Critique : Punch-drunk love (2001)

Punch-Drunk Love est une comédie romantique écrite et réalisée par Paul Thomas Anderson.

Jusqu’à présent, l’existence de Barry Egan avait été dénuée de toute complication. Ses journées étaient partagées entre son travail et ses sept sœurs omniprésentes. Un tel emploi du temps ne lui laissait guère le loisir de se distraire et encore moins d’avoir une vie sentimentale harmonieuse. Deux événements vont peut-être amener un bouleversement de cette situation : l’arrivée d’une mystérieuse jeune femme ainsi que l’apparition d’un harmonium.

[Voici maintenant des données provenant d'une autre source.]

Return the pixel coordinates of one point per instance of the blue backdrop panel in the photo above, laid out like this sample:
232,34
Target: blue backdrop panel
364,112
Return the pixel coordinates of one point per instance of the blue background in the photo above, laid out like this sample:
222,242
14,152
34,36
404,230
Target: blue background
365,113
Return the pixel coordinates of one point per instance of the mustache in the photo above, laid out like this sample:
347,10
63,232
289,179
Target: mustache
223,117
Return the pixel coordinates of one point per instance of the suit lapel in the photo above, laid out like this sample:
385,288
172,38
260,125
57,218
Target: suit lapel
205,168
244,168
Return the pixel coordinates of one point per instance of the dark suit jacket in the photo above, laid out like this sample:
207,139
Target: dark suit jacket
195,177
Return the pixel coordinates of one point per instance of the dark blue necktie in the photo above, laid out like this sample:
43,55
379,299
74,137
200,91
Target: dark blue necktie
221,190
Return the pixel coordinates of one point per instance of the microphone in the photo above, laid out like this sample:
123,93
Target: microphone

Quelques étincelles qui ne suffisent pas à mettre le feu

Paul Thomas Anderson est un cinéaste fascinant, doté d’une grande maitrise de la mise en scène et d’une écriture remarquable. Aujourd’hui, on s’est penché sur Punch-Drunk Love, une œuvre qui n’est pas autant de renommée que Magnolia, There will be blood ou encore The Master. Malgré cela, on était très curieux de voir la collaboration improbable entre Paul Thomas Anderson et Adam Sandler.

Commençons par le scénario, qui se révèle peu équilibré et original. Les premiers rails sont intéressants, puisqu’ils amènent le spectateur à se poser des question, en même temps que le protagoniste principal. La connexion est établie, mais se parasite au fur et à mesure que l’on patauge dans le pudding, la famille Egan et l’harmonium. Les personnages sont assez réchauffés. Barry et Lena se montrent assez attachants, mais Paul Thomas Anderson mise principalement sur sa scénographie. Une direction qui entrave la relation entre le spectateur et le film. Le cinéaste ne parvient pas à nous passionné et nous faire vibrer avec cette histoire. On l’a connu beaucoup plus inspiré de sa part.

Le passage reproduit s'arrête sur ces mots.